Both flags require --use-precision-aware-optimizer.
When enabled, training bit-exactness is preserved.


2. Low-Precision Optimizer States#

Instead of keeping the optimizer in FP32, we can store exp_avg and exp_avg_sq in BF16/FP16/FP8, cutting memory and bandwidth while maintaining numerical stability.

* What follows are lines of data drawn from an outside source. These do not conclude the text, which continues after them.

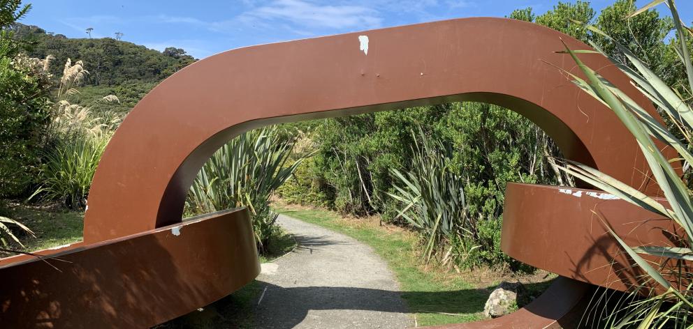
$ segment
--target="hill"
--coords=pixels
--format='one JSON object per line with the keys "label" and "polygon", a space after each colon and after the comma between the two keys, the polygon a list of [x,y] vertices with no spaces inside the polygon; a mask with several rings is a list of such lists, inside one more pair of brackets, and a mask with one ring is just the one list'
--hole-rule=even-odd
{"label": "hill", "polygon": [[[13,30],[30,56],[55,57],[50,71],[56,79],[62,75],[68,59],[82,61],[89,74],[71,101],[88,107],[98,104],[100,110],[129,111],[159,82],[196,61],[173,47],[159,52],[111,38],[68,38],[20,23],[13,24]],[[118,96],[120,104],[99,102],[108,94]]]}

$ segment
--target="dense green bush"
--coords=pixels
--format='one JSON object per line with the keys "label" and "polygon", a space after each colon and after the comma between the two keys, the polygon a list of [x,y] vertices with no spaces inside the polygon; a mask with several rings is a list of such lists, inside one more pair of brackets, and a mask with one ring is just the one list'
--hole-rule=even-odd
{"label": "dense green bush", "polygon": [[330,207],[333,197],[328,195],[320,176],[315,173],[314,158],[307,158],[282,186],[277,189],[277,195],[289,204],[302,206]]}
{"label": "dense green bush", "polygon": [[186,200],[186,214],[247,207],[258,250],[264,253],[277,229],[277,214],[270,210],[270,197],[302,160],[289,163],[294,141],[270,126],[244,132],[226,144],[198,173]]}
{"label": "dense green bush", "polygon": [[20,1],[0,5],[0,197],[8,197],[26,193],[38,172],[50,75],[42,63],[20,56],[20,43],[8,29],[25,13]]}
{"label": "dense green bush", "polygon": [[110,135],[99,132],[74,137],[53,141],[45,153],[41,185],[35,194],[44,199],[59,201],[71,209],[83,209]]}
{"label": "dense green bush", "polygon": [[[615,55],[609,43],[580,23],[593,22],[634,52],[657,63],[658,71],[669,72],[664,74],[669,80],[684,81],[683,70],[669,68],[677,62],[671,44],[664,41],[671,20],[650,11],[628,21],[625,17],[634,6],[618,0],[597,15],[587,1],[559,2],[541,15],[527,8],[509,17],[594,42]],[[281,196],[289,201],[326,204],[344,213],[379,214],[386,221],[412,225],[397,216],[402,204],[387,195],[397,192],[391,169],[416,171],[410,132],[418,125],[425,136],[451,146],[446,170],[463,183],[467,220],[472,223],[465,229],[471,233],[458,232],[446,239],[458,262],[469,266],[509,263],[520,269],[521,264],[499,247],[506,183],[569,185],[573,181],[557,169],[552,157],[561,153],[550,138],[507,109],[454,103],[321,121],[309,135],[317,150],[314,159],[299,168],[293,185]]]}

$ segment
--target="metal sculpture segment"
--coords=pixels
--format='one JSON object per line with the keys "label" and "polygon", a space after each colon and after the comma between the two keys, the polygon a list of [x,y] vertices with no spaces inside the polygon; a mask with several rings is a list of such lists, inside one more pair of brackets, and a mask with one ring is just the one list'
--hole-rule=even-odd
{"label": "metal sculpture segment", "polygon": [[[533,24],[469,18],[249,47],[186,68],[137,105],[107,147],[90,191],[84,242],[38,252],[70,262],[48,261],[58,271],[29,257],[0,260],[6,286],[0,293],[0,323],[146,327],[249,282],[259,267],[247,211],[182,224],[181,217],[186,194],[203,162],[233,137],[268,124],[451,101],[486,102],[533,121],[567,158],[655,193],[657,186],[643,174],[648,168],[635,140],[615,115],[581,95],[556,68],[574,66],[554,53],[562,49],[561,39],[573,49],[589,49]],[[591,56],[585,61],[656,117],[648,101],[606,59]],[[610,261],[590,251],[592,241],[601,238],[594,232],[561,235],[570,243],[552,245],[551,250],[540,247],[541,239],[522,236],[527,234],[523,225],[533,220],[563,221],[533,216],[555,215],[541,209],[576,207],[571,224],[588,224],[588,207],[580,206],[588,199],[566,195],[552,204],[531,204],[522,191],[533,188],[509,188],[504,250],[571,279],[555,284],[547,291],[550,298],[539,298],[509,316],[460,328],[555,325],[579,306],[588,286],[580,281],[604,284],[608,277],[606,273],[585,275]],[[525,213],[518,213],[523,206]],[[621,215],[609,220],[625,218]],[[586,250],[579,255],[582,266],[560,259],[569,247]],[[545,261],[544,255],[550,253],[555,261]],[[552,301],[555,296],[562,303]]]}

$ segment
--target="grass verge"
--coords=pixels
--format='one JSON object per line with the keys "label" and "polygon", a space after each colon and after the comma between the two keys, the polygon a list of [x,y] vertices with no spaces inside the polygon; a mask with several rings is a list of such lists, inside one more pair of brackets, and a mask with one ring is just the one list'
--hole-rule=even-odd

--use-precision-aware-optimizer \
--exp-avg-dtype bf16 \
--exp-avg-sq-dtype bf16

Flags

  • --exp-avg-dtype – data type of Adam’s first moment

  • --exp-avg-sq-dtype – data type of Adam’s second moment

Again, --use-precision-aware-optimizer is mandatory.
Training remains bit-exact.


3. Performance Tuning for Optimizer Off-load#

We replace Megatron’s native Torch CPU-Adam with DeepSpeed’s highly-optimized CPU-Adam (enabled by default).

To disable and fall back:

--no-use-deepspeed-cpu-adam

For best throughput export:

export OMP_NUM_THREADS=8

4. Performance Tuning for Low-Precision Optimizers#

We ship an optimized version of TransformerEngine’s low-precision optimizer (BF16 only).
Original TE step time ≈ 1.34 s
origin_te Optimized step time ≈ 358 ms after_opt

The faster path is enabled automatically when a low-precision optimizer is used.
To force the original TE implementation:

export USE_BF16_BUFFER=false